The natural site of T. gondii infection is the mucosal surface of the intestine, and effective protection may require both mucosal and systemic immune responses. The intranasal route acts as an interesting alternative vaccination route and promoted both systemic and mucosal immune responses to an antigen [22-25], which can be used to target pathogens that invade far from the immunization site, such as the intestines [26].

Although host cell invasion has been well described at the ultrastructural and molecular level, the immunogenicity and protective efficacy of AMA1, RON2 and RON4 are still poorly understood. In this study, we predicted and synthesized the peptides of AMA1, RON2 and RON4 containing the T- and B-cell epitopes of T. gondii. We also comparatively evaluated the immune responses and protective efficacy of a single peptide of AMA1 (A1), RON2 (R2) or RON4 (R4), mixtures of two peptides (A1 + R2, A1 + R4 or R2 + R4) and a mixture of three peptides (A1 + R2 + R4) in BALB/c mice via intranasal immunization for the first time.


Epitopes prediction and peptides synthesis

The secondary structure and the B cell epitopes of AMA1, RON2 and RON4 of Toxoplasma gondii were predicted by the bioinformatics software of the DNAStar Protean system and the Bcepred online prediction tool [27,28].

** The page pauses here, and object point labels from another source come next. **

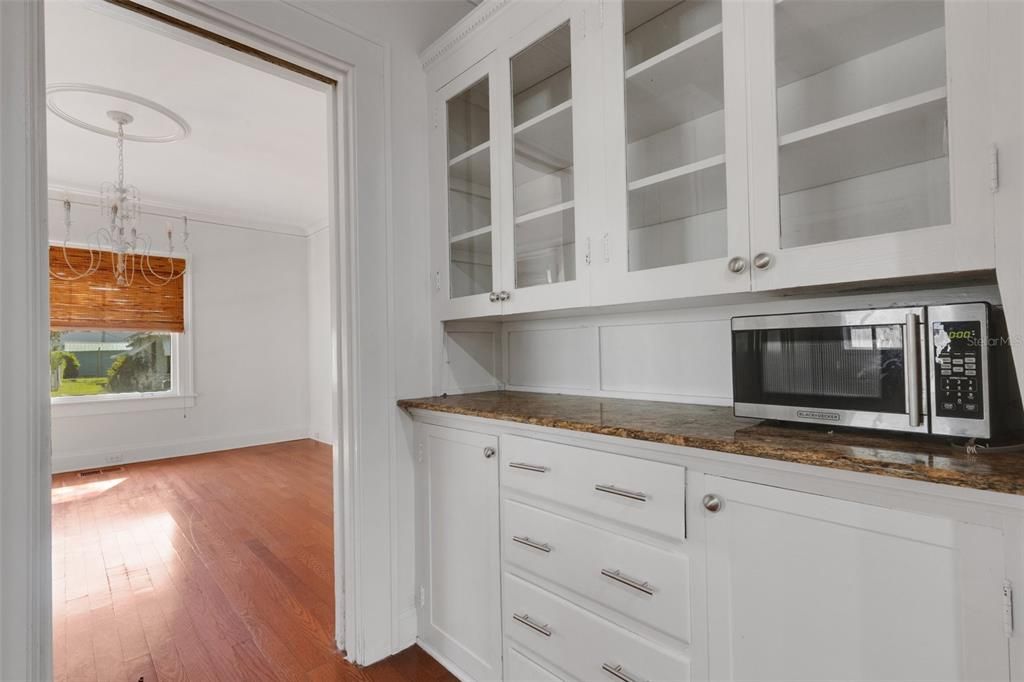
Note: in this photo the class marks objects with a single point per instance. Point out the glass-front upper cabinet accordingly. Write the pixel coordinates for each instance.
(867, 138)
(677, 185)
(544, 259)
(468, 167)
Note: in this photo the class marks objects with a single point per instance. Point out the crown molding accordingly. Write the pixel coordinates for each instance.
(176, 211)
(458, 33)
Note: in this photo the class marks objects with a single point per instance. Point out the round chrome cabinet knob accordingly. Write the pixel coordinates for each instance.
(712, 503)
(762, 261)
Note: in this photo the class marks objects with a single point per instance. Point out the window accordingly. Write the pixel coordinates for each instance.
(101, 363)
(111, 344)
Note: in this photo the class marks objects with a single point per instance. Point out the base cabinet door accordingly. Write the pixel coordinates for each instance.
(460, 619)
(804, 587)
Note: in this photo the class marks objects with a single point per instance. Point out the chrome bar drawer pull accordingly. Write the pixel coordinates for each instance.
(529, 623)
(630, 582)
(611, 489)
(528, 467)
(522, 540)
(617, 673)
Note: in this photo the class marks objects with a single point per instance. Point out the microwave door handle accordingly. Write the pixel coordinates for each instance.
(911, 359)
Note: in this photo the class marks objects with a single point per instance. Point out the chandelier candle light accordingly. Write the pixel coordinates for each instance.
(130, 251)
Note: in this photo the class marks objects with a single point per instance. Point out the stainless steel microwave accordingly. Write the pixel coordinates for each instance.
(923, 369)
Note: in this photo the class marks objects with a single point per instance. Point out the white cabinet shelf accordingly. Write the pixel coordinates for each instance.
(666, 60)
(682, 84)
(918, 101)
(472, 166)
(472, 235)
(887, 137)
(536, 215)
(677, 172)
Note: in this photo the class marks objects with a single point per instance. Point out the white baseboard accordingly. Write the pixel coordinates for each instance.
(451, 667)
(92, 459)
(408, 627)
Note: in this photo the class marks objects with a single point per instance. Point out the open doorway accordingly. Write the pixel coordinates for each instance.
(190, 315)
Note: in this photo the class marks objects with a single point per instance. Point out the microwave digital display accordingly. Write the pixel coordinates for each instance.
(956, 367)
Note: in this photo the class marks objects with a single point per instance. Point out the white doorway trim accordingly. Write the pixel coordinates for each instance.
(359, 237)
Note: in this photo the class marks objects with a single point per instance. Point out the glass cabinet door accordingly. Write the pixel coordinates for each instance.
(471, 266)
(543, 200)
(675, 132)
(860, 98)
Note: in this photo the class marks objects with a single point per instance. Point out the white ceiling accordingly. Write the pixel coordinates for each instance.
(257, 154)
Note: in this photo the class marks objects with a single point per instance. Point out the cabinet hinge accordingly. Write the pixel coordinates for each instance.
(993, 181)
(1008, 607)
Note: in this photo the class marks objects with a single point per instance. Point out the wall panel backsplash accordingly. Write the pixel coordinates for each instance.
(680, 355)
(674, 358)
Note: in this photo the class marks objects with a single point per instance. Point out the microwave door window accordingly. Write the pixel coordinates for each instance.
(841, 368)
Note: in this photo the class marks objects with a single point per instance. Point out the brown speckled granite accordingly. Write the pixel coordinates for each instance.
(927, 459)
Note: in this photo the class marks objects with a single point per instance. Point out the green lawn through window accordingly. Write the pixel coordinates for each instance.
(83, 386)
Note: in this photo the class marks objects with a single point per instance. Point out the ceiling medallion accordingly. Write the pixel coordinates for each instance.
(83, 105)
(130, 251)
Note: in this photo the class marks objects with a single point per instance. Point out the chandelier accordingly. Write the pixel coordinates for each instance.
(119, 239)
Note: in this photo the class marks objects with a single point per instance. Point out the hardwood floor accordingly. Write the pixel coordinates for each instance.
(209, 567)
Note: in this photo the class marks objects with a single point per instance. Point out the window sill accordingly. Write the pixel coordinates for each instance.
(108, 405)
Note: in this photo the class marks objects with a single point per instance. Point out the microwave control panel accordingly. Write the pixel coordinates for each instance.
(957, 369)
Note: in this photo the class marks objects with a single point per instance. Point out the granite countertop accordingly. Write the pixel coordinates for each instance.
(904, 456)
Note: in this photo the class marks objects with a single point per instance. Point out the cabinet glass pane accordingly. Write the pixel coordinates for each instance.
(675, 132)
(469, 190)
(861, 101)
(542, 128)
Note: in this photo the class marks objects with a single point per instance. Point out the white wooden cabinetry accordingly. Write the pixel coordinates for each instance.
(460, 612)
(725, 570)
(652, 150)
(677, 169)
(512, 237)
(870, 151)
(804, 587)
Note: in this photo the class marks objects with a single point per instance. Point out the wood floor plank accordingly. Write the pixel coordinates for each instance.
(206, 568)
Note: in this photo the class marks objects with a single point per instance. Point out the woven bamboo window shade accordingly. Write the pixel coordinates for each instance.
(96, 302)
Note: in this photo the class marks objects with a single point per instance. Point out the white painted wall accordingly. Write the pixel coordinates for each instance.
(404, 28)
(250, 332)
(318, 352)
(680, 355)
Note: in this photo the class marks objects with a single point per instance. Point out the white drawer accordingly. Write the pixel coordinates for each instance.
(646, 495)
(518, 668)
(581, 643)
(651, 585)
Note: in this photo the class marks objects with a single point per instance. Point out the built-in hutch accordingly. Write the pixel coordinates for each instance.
(617, 154)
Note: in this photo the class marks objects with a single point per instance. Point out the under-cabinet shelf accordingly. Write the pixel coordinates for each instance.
(880, 112)
(696, 167)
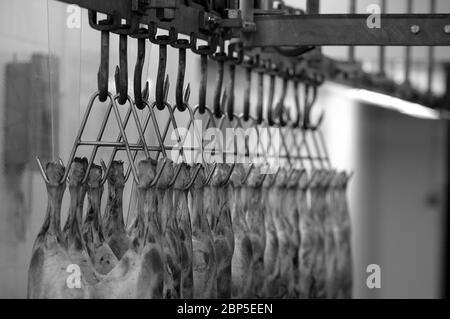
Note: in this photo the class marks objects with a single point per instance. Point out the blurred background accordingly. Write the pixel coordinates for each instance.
(48, 71)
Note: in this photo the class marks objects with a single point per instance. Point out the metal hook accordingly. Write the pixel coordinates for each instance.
(105, 26)
(298, 108)
(121, 74)
(230, 95)
(308, 106)
(141, 141)
(160, 79)
(280, 108)
(103, 71)
(203, 51)
(181, 45)
(139, 96)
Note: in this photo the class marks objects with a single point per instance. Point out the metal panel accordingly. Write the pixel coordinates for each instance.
(348, 29)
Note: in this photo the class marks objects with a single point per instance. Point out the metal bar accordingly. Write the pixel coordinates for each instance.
(431, 55)
(185, 19)
(351, 52)
(382, 54)
(408, 49)
(312, 6)
(348, 29)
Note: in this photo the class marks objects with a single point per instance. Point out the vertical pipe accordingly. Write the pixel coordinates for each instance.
(313, 7)
(382, 57)
(352, 48)
(430, 70)
(408, 49)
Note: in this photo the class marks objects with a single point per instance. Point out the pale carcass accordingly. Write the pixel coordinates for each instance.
(241, 264)
(101, 254)
(271, 261)
(139, 273)
(180, 204)
(113, 223)
(47, 274)
(254, 215)
(217, 209)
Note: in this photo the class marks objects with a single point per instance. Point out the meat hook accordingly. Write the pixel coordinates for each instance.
(140, 95)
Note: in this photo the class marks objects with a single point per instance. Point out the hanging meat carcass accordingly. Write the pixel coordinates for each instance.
(307, 242)
(170, 231)
(113, 223)
(318, 212)
(292, 217)
(74, 242)
(271, 262)
(286, 284)
(139, 273)
(47, 274)
(217, 210)
(180, 204)
(241, 264)
(204, 254)
(254, 212)
(99, 251)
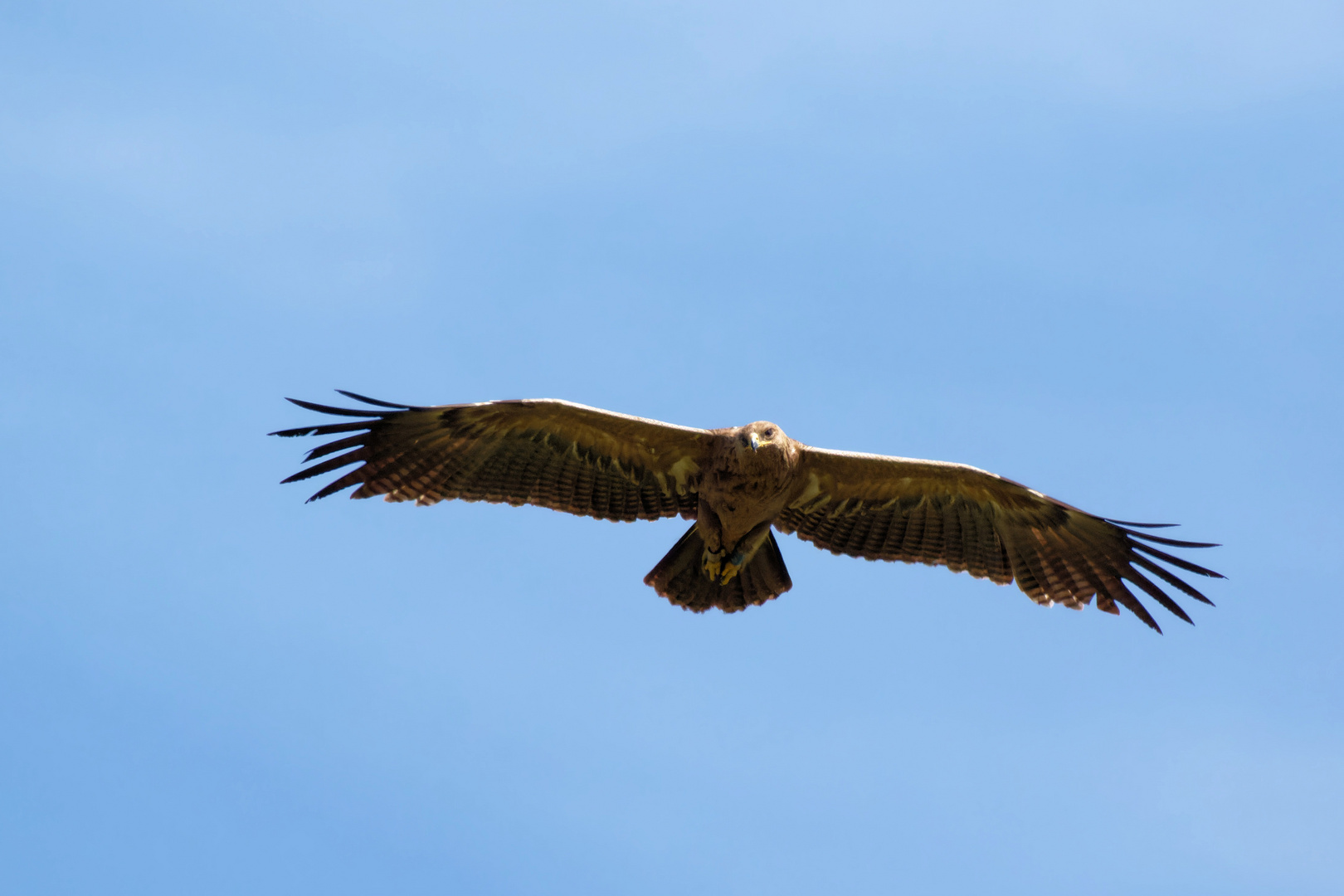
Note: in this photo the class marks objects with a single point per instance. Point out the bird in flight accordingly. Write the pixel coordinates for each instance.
(737, 484)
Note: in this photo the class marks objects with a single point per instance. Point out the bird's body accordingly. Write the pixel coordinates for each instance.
(738, 484)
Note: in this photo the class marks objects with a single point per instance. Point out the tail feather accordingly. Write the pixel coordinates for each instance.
(678, 577)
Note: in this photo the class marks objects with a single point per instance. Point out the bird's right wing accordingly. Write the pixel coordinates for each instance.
(891, 508)
(555, 455)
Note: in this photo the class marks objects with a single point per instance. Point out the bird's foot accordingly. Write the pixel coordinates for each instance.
(733, 566)
(713, 563)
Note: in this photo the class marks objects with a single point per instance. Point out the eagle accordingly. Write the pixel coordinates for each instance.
(739, 484)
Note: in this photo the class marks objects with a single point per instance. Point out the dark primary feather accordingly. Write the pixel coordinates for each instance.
(554, 455)
(886, 508)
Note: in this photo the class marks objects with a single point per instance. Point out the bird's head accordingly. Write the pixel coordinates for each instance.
(761, 436)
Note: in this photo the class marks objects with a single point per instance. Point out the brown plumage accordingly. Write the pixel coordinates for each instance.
(737, 484)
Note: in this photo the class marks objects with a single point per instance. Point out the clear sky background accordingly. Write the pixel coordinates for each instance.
(1097, 247)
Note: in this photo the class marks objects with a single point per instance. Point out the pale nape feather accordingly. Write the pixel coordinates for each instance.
(613, 466)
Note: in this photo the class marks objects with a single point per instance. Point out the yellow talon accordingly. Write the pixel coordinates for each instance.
(713, 563)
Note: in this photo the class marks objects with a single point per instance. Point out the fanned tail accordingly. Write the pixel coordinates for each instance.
(678, 577)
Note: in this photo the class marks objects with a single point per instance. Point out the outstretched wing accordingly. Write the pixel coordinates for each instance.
(555, 455)
(890, 508)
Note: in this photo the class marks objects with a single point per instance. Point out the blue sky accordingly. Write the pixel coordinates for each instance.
(1094, 247)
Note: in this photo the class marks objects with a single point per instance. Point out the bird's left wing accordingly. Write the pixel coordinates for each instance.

Based on the results of these methods, we chose the peptides that have good hydrophilicity, satisfactory flexibility, high accessibility and strong antigenicity, but not the α-helix and β-folded sheets, which do not easily interact with antibodies and generally do not act as epitopes. We also predicted the potential B cell epitopes of TgAMA1, TgRON2 and TgRON4 by using the DNAMAN v6 software [29]. We used the online service SYFPEITHI ( to predict the Th cell epitopes of TgAMA1, TgRON2 and TgRON4. Based on the results obtained with these methods, the overlap regions of the predicted results were regarded as the potential T/B combined epitopes of TgAMA1, TgRON2 and TgRON4.

The chemically synthesized peptides listed in Table 1 were obtained from a peptide specialty laboratory (China Peptides Co., Ltd), which purified peptides by HPLC and verified their chemical identity by mass spectrometry. The concentrations of peptide solutions were determined via quantitative amino acid analysis using a Biochrom 20 Amino Acid Analyzer (Pharmacia Biotech). The purity of peptides was >98% in the lyophilized form.

Table 1 The sequences of the peptides of T/B combined epitopes from T. gondii RH strain

Toxoplasma gondii strain

The tachyzoites of the virulent T. gondii RH strain were used to challenge mice, and were provided by the Peking University Health Science Center (Beijing, China). The parasites were maintained and collected from the peritoneal cavity of infected specific-pathogen-free (SPF) BALB/c mice as previously described [24,25].

Mice and ethics statement

Female BALB/c mice were purchased from the Institute of Laboratory Animals, Chinese Academy of Medical Science (Beijing, China). All the mice were maintained under specific-pathogen-free conditions at the Centre of Laboratory Animals with a 12-hour light/dark cycle and provided with rodent feed and water ad libitum. The mice were acclimated for one week prior to the experiments. The animal protocols were approved by the Laboratory Animal Use and Care Committee of Shanxi Medical University (Permit No: SXMU-2011-16) and the Ethics Committee on Animal Research of the Shanxi Medical University (Protocol #: 20110320-1). All surgery was performed under sodium pentobarbital anaesthesia, and all possible efforts were made to minimise suffering of experiment mice.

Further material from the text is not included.